Notícias

#46 Para novos tempos, novos formatos

publicado: 29/04/2020 09h58, última modificação: 03/11/2020 11h25
LIVE LUZINETE.png

Cantora paraibana Luzinete, mais conhecida como a ‘A Rainha da Seresta’, reuniu virtualmente mais de 70 mil pessoas através da transmissão ao vivo pelo YouTube - Foto: Reprodução/YouTube


É, no mínimo, irônico que nos últimos meses a internet brasileira, que foi dominada pelo “ninguém solta a mão de ninguém”, tenha virado o berço do “vocês que lutem” e agora está num clima de “é, na verdade, eu que lute”. Novos formatos surgem espontaneamente ou forçados de goela abaixo, seja para trabalhar, para estudar ou para manter a mente sã e o corpo igualmente.

Entre as várias categorias trabalhistas que conseguem pensar em novos formatos está a artística. De um mês para cá, a popularidade das lives, as transmissões ao vivo pela web, fez com que nomes grandes e pequenos da música, por exemplo, aparecessem de forma inédita para muitos fãs. Quem aqui imaginou que um dia mais de 70 mil pessoas se juntariam, cada uma em sua casa, para assistir a uma live de Luzinete, A Rainha da Seresta, via YouTube? E que 100 mil pessoas já assistiram a gravação desde então? Mas tão pouco apareceu e o formato já apresenta necessidade de ajustes.

De imediato, três coisas foram percebidas com as astronômicas lives dos artistas sertanejos: primeiramente, a incompatibilidade do uso excessivo da bebida alcoólica por parte dos cantores e o livre acesso para público de todas as idades aos shows virtuais. Justamente pelo ponto anterior, vem o nosso próximo: a aplicação indiscriminada de marcas nesses eventos, como foi o caso com Gusttavo Lima. O Conselho Nacional de Autorregulamentação Publicitária (Conar) abriu uma representação contra o cantor e contra a Ambev em decorrência da transmissão não ter seguido as diretrizes estabelecidas para a promoção de bebidas alcoólicas. E aí, com isso ajustado na maioria dos casos, veio um terceiro tópico: o perigo da saúde pública nesses eventos. Na live de Jorge e Mateus, por exemplo, uma aglomeração de pessoas apareceu por trás das câmeras, gente amontoada e sem usar máscaras. Em tantas outras apresentações, as bandas se reúnem e não cumprem nem a recomendação da Organização Mundial de Saúde (OMS) de manter uma distância mínima de 1,5m entre as pessoas.

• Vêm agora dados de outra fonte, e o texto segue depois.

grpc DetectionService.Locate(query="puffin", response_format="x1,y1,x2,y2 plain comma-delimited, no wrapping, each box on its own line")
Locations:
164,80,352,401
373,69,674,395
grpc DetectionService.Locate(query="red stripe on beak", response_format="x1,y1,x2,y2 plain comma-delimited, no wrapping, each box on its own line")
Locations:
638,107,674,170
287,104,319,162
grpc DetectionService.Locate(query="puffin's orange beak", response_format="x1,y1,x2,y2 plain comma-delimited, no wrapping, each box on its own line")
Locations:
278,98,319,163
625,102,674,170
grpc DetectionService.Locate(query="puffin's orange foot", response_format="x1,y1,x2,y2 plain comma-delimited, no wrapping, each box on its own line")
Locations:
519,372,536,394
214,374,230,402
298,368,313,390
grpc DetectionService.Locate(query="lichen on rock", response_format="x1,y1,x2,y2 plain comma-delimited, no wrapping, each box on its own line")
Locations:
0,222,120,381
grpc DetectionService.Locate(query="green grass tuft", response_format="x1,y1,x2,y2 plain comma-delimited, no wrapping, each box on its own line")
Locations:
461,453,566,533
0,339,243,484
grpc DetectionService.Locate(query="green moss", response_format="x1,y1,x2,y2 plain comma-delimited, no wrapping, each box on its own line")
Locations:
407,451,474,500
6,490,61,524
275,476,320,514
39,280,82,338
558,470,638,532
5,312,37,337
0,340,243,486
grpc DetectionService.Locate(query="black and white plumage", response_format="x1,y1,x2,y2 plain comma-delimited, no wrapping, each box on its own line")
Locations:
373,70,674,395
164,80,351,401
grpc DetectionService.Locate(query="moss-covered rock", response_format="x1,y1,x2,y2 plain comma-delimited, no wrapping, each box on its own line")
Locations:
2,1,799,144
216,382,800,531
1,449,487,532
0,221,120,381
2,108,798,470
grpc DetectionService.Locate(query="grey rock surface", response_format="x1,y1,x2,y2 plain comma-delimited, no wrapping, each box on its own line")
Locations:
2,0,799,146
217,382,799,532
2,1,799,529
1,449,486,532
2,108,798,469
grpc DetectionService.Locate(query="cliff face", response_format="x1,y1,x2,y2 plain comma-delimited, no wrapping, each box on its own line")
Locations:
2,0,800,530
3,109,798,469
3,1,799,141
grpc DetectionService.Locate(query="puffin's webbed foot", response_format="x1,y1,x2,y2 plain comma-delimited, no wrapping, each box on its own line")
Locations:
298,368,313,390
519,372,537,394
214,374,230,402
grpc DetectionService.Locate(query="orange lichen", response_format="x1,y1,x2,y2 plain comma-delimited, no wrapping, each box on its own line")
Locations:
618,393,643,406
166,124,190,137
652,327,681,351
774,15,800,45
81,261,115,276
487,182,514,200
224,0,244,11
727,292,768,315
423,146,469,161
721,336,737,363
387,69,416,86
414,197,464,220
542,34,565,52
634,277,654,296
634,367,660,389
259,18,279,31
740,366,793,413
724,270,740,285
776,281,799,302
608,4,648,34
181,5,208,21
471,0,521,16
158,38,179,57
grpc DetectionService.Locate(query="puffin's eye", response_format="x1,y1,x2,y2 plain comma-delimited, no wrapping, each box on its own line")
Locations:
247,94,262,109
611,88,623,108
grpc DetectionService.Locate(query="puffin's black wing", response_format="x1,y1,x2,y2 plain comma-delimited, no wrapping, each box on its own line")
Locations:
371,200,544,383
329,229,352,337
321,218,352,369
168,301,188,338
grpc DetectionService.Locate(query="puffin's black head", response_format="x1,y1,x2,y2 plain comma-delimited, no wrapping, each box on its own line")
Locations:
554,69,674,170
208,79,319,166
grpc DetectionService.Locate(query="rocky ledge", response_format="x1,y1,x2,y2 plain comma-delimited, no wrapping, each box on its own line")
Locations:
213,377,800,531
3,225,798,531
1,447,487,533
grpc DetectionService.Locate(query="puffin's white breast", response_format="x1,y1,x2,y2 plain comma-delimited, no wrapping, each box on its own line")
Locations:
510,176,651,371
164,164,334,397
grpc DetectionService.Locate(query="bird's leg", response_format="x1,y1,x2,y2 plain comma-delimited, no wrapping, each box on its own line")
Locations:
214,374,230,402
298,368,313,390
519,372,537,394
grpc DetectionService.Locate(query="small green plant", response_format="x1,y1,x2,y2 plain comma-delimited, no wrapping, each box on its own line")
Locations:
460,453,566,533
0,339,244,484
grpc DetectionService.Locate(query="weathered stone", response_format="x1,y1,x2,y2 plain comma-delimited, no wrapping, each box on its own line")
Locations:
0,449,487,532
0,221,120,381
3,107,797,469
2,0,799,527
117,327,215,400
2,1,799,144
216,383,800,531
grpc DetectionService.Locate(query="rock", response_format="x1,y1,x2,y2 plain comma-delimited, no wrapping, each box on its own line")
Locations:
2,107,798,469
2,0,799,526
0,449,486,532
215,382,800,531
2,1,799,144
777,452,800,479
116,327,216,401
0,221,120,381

Será que quem pede para você ficar em casa está tomando os cuidados necessários também? Gabriela Pugliesi mostrou este fim de semana que não, mas isso é assunto para outro dia. A internet não é tão “terra de ninguém” como se pensa, no final das contas. A vigília é tão grande quanto à do público do Big Brother e, assim como a nudez seletivamente castigada, cada detalhe será notado.

O público continua pedindo por mais lives, mais entretenimento, mais distração. Os artistas aderem, os mais bemsucedidos em prol de campanhas e instituições que passam por dificuldades, enquanto os independentes precisam e vão atrás do seu ganha-pão. Mas a possibilidade de que chegue um momento em que a própria imagem desses artistas torne-se desgastada é grande, a curto ou médio prazo. Falando dos artistas regionais e sem a projeção dos arrastadores de multidões, a quantidade excessiva de apresentações on-line pode criar um desinteresse logo logo, e a grana que estão fazendo agora pode até não vir tão forte no futuro, quando finalmente pudermos assistir a um show fora de casa.

A novidade se esvai e dá espaço para a mesmice. E, infelizmente, pode chegar uma hora em que o público, que também precisará se reorganizar financeiramente, não consiga mais contribuir financeiramente para os muitos projetos que aparecem. O planejamento precisa se mostrar presente até para o formato despretensioso e facilitador que é a transmissão ao vivo via YouTube ou Instagram. Agenda de shows organizados e espaçados, esquema de ingressos, setlists colaborativos, masterclasses, apresentações temáticas, enfim.

Nós, jornalistas mil e uma utilidades, podemos nos repensar também em como a assessoria pode, bem, assessorar a classe artística nesse momento. O mesmo vale para produtores, profissionais da fotografia, videomakers, enfim. Não é fácil e, sim, não será fácil para eu, para você, e para muitas pessoas. A gente que lute, não é? E que o ócio, se existir, torne-se criativo!

*publicado originalmente na edição impressa de 29 de abril de 2020.